While many might consider history as just something that happened in the past, it is found in our research to have the potential to create important competitive advantages for family businesses and even new entrepreneurs.
Through looking at the highly recognised family business—Sweet Mandarin in the United Kingdom—we found that the current generations used scripted history to facilitate acceptance by broader communities, build a reputation of continuity, and inspire innovation through tradition.
Therefore, instead of discussing whether history is the real representation of the past, we revealed how it can be presented to attract external stakeholders’ attention thus creating competitive advantages for family enterprises and entrepreneurial families. The key question here is when and how that knowledge of the past is shared by a family enterprise. Below, we discuss three history scripting strategies that we found in our research.
Embedding family history
This history scripting strategy is when the entrepreneurial family embeds the history of the family as well as that of the business in the institutional past. This then includes many institutional-level stories by naming significant historical periods and linking family wisdom with social conventions. In so doing, the family business is accepted by a broader set of audience.
In the Sweet Mandarin case, for example, the compelling history of the entrepreneurial family is linked to the Japanese invasion and the hardship of Hong Kong through their autobiography and books, making the business particularly appealing for communities with similar experiences.
Elaborating family history
History here is scripted, rather than following a chronological order, based on needs to provide linkage between the previous generations and the current generations. This strategy involves many family-level stories that link family memories with business behaviours. Through this, Sweet Mandarin infuses trust from customers and builds a reputation of longevity.
Sweet Mandarin is a non-traditional family business in the sense that the current generation did not inherit a physical family business yet a culinary history. Therefore, Sweet Mandarin in the customers’ eyes is a brand-new business, if without the family history. Helen and Lisa thus have often predated the business to previous generations by bringing family memories of previous businesses, e.g., the Lung Feng and chip shop.
Building family history
Last but not least, this history scripting strategy is essential as it represents a new chapter for the current generation to signal the continuity of the past endeavours, but more importantly the future directions of it. This focuses more on the individual, especially the current generation’s stories, of them learning from their family and their unique achievements.

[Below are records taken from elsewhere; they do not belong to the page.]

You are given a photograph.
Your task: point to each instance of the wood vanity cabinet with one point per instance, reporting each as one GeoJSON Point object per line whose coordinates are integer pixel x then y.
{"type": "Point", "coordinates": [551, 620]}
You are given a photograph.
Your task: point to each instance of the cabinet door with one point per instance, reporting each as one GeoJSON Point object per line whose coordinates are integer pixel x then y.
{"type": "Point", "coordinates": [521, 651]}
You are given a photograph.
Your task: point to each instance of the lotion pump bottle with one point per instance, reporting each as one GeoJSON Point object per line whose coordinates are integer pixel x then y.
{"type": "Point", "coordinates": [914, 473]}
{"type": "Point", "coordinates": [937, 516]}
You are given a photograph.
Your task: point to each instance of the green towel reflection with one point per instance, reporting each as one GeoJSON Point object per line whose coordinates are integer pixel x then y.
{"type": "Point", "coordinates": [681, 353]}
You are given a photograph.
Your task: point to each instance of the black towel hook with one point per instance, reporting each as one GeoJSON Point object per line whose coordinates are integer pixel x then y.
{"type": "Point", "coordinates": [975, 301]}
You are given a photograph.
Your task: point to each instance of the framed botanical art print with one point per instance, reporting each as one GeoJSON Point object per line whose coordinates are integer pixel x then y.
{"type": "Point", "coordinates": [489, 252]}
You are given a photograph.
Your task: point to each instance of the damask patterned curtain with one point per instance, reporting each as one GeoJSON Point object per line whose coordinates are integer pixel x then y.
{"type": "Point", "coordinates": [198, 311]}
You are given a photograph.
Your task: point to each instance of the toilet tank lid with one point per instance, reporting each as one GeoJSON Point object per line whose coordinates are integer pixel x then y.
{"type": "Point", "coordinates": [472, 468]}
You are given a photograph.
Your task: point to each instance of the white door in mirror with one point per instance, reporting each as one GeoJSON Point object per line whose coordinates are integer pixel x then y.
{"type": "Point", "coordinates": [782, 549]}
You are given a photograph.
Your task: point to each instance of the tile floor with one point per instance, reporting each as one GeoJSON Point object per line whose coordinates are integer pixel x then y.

It goes without saying that the current generation has to have something different from previous generations. Lisa and Helen, the current generation, not only demonstrate that they have a legacy, but need to be accepted by the external stakeholders as ‘capable’ of stirring the Sweet Mandarin ship. In light of this, they have emphasised the contribution and new introduction of their own efforts in the family’s culinary journey, by differentiating from the previous generations, for examples., through social media, competitions and external recognitions.
Reference: Ge B., De Massis A., Kotlar J. (2021). Mining the past: History scripting strategies and competitive advantage in a family business. Entrepreneurship Theory & Practice, 2021.